O partido mãe faz 100 anos – Parte I
Por João Teixeira
A imagem histórica tem sido reverenciada como um mantra sagrado.
Nela estão os personagens que, nos dias 25, 26 e 27 de março de 1922, há exatamente um século, ocorreu em Niterói (RJ) o congresso de fundação do Partido Comunista Brasileiro (PCB).
O PCB, nascido sob o influxo da Revolução Bolchevique e vinculado ao Movimento Comunista Internacional (MCI), concebeu o instantâneo imortal que retrata os apóstolos de um novo credo, os delegados representantes dos grupos comunistas brasileiros.

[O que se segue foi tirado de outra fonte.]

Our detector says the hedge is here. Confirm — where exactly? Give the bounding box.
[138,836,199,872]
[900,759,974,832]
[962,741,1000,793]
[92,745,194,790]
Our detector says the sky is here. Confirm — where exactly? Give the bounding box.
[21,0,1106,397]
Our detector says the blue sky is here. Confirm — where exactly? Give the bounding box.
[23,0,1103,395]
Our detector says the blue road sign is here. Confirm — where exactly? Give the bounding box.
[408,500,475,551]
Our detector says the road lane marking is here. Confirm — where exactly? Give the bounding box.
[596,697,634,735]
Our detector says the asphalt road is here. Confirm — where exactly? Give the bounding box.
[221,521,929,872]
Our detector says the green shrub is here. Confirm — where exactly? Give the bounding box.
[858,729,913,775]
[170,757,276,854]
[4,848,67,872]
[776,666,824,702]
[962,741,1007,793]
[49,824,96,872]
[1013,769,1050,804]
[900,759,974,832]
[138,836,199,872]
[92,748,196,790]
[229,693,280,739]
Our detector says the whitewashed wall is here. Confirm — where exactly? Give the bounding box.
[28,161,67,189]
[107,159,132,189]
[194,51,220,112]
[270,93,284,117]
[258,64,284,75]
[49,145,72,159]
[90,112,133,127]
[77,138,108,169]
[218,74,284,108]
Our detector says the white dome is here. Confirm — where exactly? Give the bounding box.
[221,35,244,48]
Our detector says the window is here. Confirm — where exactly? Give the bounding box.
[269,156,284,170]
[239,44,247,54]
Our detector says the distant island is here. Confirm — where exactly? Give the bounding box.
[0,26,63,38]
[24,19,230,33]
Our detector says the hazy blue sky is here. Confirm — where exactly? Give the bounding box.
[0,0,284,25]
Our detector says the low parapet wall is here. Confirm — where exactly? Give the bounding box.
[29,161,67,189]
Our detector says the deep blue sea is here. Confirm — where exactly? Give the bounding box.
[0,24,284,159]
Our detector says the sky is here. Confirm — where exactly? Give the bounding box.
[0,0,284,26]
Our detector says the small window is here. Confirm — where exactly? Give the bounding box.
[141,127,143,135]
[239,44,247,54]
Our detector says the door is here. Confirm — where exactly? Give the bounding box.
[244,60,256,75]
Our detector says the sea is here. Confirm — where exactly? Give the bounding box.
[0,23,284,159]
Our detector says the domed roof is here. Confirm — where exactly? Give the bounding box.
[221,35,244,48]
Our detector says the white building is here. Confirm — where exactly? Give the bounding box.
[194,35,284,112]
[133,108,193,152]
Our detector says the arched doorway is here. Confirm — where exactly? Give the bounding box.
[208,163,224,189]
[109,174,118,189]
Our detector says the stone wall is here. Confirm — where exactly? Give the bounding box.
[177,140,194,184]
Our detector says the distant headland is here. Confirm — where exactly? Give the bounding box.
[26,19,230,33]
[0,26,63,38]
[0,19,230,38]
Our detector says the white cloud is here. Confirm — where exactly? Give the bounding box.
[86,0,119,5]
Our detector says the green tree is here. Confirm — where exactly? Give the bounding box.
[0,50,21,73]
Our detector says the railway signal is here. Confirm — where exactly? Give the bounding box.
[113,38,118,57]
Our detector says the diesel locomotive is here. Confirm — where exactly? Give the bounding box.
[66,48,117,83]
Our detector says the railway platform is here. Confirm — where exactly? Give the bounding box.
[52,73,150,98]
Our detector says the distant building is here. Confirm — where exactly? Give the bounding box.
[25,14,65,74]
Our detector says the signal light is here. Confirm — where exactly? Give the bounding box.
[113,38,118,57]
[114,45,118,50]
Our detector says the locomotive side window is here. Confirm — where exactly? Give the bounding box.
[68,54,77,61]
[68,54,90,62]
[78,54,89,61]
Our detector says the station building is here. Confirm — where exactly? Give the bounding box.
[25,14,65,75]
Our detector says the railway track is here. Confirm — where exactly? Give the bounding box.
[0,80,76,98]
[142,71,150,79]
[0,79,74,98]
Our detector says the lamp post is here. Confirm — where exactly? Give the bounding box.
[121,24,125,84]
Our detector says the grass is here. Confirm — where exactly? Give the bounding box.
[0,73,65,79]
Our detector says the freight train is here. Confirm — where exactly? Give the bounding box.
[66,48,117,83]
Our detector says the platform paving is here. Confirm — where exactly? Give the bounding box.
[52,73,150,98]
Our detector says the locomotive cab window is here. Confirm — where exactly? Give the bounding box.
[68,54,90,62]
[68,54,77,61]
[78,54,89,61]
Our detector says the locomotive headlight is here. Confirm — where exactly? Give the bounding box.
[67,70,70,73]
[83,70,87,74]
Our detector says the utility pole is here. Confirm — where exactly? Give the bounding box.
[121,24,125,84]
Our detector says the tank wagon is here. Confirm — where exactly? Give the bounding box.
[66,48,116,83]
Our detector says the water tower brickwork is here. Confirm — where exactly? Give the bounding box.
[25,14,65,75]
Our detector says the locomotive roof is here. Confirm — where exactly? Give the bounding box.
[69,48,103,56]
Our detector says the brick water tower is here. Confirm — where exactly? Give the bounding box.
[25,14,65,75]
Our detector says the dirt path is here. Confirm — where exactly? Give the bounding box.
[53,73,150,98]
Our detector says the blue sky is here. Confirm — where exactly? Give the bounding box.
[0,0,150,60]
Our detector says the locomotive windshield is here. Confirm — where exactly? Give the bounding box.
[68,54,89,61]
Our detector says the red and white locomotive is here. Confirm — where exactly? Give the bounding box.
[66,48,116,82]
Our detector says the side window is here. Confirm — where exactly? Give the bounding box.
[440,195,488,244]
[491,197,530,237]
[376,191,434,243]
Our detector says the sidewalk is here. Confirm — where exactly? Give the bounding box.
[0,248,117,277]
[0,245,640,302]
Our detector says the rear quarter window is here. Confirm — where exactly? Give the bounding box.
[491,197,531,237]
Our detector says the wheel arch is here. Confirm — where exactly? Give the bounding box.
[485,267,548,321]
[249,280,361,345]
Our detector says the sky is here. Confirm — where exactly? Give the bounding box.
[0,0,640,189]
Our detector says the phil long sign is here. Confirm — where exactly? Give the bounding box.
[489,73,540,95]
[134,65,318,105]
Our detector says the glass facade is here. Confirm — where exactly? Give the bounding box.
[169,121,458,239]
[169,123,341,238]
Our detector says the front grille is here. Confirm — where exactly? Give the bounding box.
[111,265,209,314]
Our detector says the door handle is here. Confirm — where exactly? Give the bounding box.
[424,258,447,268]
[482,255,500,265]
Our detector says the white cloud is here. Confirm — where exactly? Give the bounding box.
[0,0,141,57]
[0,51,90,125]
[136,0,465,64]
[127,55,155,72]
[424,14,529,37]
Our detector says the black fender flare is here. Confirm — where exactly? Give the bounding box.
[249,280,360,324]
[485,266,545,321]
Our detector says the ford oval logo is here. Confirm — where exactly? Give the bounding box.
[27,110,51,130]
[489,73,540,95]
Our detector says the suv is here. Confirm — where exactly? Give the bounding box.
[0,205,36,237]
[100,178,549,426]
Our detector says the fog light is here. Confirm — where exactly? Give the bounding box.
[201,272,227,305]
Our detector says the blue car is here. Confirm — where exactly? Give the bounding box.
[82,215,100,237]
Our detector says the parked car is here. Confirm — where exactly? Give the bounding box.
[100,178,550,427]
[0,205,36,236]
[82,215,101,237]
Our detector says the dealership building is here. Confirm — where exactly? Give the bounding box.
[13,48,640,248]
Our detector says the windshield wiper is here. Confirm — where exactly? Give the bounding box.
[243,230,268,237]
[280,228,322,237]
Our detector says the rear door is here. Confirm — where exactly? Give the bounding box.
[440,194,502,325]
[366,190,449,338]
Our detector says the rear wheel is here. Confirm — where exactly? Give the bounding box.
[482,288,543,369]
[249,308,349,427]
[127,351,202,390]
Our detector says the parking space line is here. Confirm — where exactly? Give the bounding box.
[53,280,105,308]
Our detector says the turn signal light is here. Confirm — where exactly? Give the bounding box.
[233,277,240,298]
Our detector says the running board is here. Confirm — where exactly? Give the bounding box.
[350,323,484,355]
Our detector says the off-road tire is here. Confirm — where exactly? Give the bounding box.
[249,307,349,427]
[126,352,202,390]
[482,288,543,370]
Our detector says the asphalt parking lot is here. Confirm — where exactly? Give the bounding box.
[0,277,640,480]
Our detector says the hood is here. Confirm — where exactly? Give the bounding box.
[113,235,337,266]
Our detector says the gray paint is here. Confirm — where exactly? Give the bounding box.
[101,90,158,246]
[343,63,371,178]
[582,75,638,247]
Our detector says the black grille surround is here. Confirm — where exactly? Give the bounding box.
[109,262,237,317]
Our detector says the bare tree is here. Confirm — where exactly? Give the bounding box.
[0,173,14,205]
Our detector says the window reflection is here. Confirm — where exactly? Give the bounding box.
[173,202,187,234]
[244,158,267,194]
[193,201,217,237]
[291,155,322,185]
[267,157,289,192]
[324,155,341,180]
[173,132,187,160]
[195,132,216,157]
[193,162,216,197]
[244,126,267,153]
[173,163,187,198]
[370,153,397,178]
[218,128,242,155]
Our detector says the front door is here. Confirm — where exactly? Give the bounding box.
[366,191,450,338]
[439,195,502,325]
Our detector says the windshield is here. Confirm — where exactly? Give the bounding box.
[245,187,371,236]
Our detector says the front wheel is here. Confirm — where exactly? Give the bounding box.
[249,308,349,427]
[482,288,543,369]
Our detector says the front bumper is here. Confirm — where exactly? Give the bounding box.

Abílio de Negrete, barbeiro; Astrojildo Pereira, jornalista; Cristiano Cordeiro, funcionário; Hermogenio Silva, eletricista; João da Costa Pimenta, grafico; Joaquim Barbosa, alfaiate; José Elias da Silva, funcionário; Luís Peres, vassoureiro; e Manoel Cerdon, alfaiate.
Destes nove militantes, os apóstolos da fé materialista, 8 eram anarquistas e 1 socialista.
Esta formação variada, de gente humilde exercendo profissões extintas, representa um importante documento da composição social brasileira no início do século XX.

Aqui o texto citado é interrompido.